Schlechte Karten hat, wer unter der Fuchtel von Verbraucherschutzministerin Renate Künast steht und Grüner Gentechnik durchaus gute Seiten abgewinnen kann. Diese ist für die grüne Ministerin erklärtermaßen ein rotes Tuch – und so wundert es nicht, dass sie auch in ihrem eigenen Haus rigoros gegen deren Verfechter vorgeht. Diese Erfahrung haben schon etliche Wissenschaftler in Bundesforschungsanstalten machen müssen. „Redeverbot für Wissenschaftler; Verbote zur Einreichung von Forschungsanträgen; Nötigung von Forschern, bereits bewilligte Forschungsprojekte nicht auszuführen; Anordnung, schon laufende Forschungsprojekte abzubrechen; persönliche Repressionen gegen einzelne Wissenschaftler“, so kritisiert der CDU-Bundestagsabgeordnete Helmut Heiderich die Künastsche Politik.


Meistens gelangen solche Dinge nicht an die Öffentlichkeit. Wissenschaftlern in den Forschungsanstalten wird der Mund verboten („Dienstgeheimnis“), und als Beamte müssen sie sich daran halten. Nur wenige Fälle wurden bekannt. So beispielsweise der Fall von den Apfelbäumen, die gentechnisch unempfindlich gegen die aggressiven Erwinia-Bakterien gemacht worden waren, die dann aber trotz Genehmigung im Freiland auf ministerielle Anordnung nicht getestet werden durften. Oder der Erprobungsanbau von Mais, aus dem sich die Biologische Bundesanstalt (BBA) überraschend zurückziehen musste. Auch Experimente mit transgenem Raps wurden wegen der Gefahr von Auskreuzungen kurzerhand untersagt.
Die jüngsten Maßregelungen kamen durch einen Bericht in der Fachzeitschrift Laborjournal an die Öffentlichkeit. Forscher, die unter der Ägide des Verbraucherministeriums (BMVEL) stehen, wurden angewiesen, bereits gestellte Anträge auf Gelder des Bundesforschungsministeriums (BMBF) zurückzuziehen. Die Opposition – glücklich über diese Steilvorlage – nutzte diesen Vorfall zu einer Runde Stechen und Hauen über die Grüne Gentechnik im Bundestag.

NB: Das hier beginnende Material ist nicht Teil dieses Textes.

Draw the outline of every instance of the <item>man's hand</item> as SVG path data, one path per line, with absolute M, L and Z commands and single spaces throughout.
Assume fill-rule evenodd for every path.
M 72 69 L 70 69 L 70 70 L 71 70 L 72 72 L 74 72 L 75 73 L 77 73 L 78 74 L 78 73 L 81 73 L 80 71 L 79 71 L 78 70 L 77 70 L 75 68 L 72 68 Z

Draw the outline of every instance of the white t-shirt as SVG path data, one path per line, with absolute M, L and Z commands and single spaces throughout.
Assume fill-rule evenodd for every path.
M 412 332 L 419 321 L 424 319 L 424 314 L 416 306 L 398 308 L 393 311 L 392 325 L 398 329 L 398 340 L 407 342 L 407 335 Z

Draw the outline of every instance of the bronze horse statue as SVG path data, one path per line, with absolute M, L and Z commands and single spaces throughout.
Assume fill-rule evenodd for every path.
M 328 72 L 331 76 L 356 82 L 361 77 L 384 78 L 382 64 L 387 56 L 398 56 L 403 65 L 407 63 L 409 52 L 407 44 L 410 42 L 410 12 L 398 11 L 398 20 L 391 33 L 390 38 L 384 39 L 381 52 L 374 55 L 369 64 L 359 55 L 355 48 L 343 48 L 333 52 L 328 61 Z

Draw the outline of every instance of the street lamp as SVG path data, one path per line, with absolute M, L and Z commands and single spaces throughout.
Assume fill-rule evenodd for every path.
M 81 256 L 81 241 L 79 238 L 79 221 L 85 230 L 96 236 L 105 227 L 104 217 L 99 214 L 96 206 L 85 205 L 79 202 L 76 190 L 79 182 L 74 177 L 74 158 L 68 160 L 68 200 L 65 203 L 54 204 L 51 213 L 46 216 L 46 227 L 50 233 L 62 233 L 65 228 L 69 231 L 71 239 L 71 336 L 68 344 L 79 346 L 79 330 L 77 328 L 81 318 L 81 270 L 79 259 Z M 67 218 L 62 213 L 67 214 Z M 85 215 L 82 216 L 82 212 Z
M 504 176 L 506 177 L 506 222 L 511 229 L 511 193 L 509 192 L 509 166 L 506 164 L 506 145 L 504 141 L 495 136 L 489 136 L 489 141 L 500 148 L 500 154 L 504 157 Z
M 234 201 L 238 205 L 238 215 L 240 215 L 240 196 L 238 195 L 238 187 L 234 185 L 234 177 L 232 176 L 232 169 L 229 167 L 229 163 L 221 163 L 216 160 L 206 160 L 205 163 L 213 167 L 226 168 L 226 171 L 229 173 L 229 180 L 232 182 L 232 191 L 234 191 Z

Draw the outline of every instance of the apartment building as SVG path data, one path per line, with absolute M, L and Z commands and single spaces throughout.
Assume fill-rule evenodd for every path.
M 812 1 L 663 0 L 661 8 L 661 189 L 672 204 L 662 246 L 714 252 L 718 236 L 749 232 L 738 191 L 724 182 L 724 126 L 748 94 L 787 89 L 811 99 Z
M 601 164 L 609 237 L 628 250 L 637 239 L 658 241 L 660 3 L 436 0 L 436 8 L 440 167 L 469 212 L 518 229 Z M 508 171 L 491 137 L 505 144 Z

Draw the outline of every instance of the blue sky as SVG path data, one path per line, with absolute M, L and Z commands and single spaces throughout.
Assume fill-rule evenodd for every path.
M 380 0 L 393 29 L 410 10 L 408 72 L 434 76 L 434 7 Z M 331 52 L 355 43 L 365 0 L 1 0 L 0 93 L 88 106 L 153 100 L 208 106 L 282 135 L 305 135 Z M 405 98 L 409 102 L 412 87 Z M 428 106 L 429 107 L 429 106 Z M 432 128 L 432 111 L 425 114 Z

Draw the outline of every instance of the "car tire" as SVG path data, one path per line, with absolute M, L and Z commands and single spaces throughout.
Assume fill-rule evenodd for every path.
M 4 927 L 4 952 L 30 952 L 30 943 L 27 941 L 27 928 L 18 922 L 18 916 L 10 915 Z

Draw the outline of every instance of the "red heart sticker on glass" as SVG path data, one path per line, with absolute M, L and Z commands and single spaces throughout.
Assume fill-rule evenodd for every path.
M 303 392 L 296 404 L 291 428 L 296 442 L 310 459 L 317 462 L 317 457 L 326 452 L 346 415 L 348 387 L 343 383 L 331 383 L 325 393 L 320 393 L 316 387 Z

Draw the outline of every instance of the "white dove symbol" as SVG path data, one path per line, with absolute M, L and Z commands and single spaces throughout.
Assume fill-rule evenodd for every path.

Nicht nur Politiker meckerten. Die BMVEL-Forscher erhielten auch von ihren Kollegen an Universitäten und Instituten Unterstützung. „Ich konnte kaum glauben, dass das BMVEL derart drastisch in die Forschung an der BBA eingreift“, erregt sich Ralph Bock, Direktor des Max-Planck-Instituts für Physiologie in Golm: „Es ist ein ungeheuerlicher Vorgang!“ Sogar die Deutsche Forschungsgemeinschaft (DFG) ist empört: Ihr Vizepräsident Jörg Hinrich Hacker erklärte im Deutschlandfunk, die Entscheidung von Künast sei „innovations- und forschungsfeindlich“.
Grund für die Empörung war, dass das BMBF einen Fördertopf für Arbeiten zur biologischen Sicherheit von gentechnisch veränderten Pflanzen eingerichtet hatte. Um dieses Geld bewarben sich auch Wissenschaftler von Bundesforschungsanstalten, die zum Verbraucherschutzministerium gehören. Anscheinend aber haben Forschungsministerin Edelgard Bulmahn (SPD) und ihre grüne Ministerkollegin sehr unterschiedliche Vorstellungen davon, welcher Erkenntnisgewinn für die Forschung wichtig ist. Denn von 28 eingereichten Anträgen mussten die BMVEL-Ressortforscher die Hälfte zurückziehen. Immerhin drei davon hatten die Gutachter des BMBF als fachlich ausgezeichnet und damit förderungswürdig eingestuft. Dabei handelte es sich um die Projekte von Joachim Schiemann von der Biologischen Bundesanstalt (BBA) in Braunschweig, von Reinhardt Töpfer vom Institut für Rebenzüchtung der Bundesforschungsanstalt für Züchtungsforschung an Kulturpflanzen in Siebeldingen sowie von Matthias Fladung vom Institut für Forstgenetik und Forstpflanzenzüchtung der Bundesforschungsanstalt für Forst- und Holzwirtschaft in Großhansdorf. Die Wissenschaftler hatten an Raps, Weinreben und Pappeln Methoden weiterentwickeln wollen, mit denen man gezielt Gene aus transgenen Pflanzen wieder herausholen kann. Speziell haben sie dabei an so genannte Antibiotika-Resistenzgene gedacht, die in der Forschung gerne zur Selektion gentechnisch veränderter Pflanzen benutzt werden. Diese Markergene waren in der öffentlichen Debatte immer wieder als potenzielle Gefahrenquelle diskutiert worden.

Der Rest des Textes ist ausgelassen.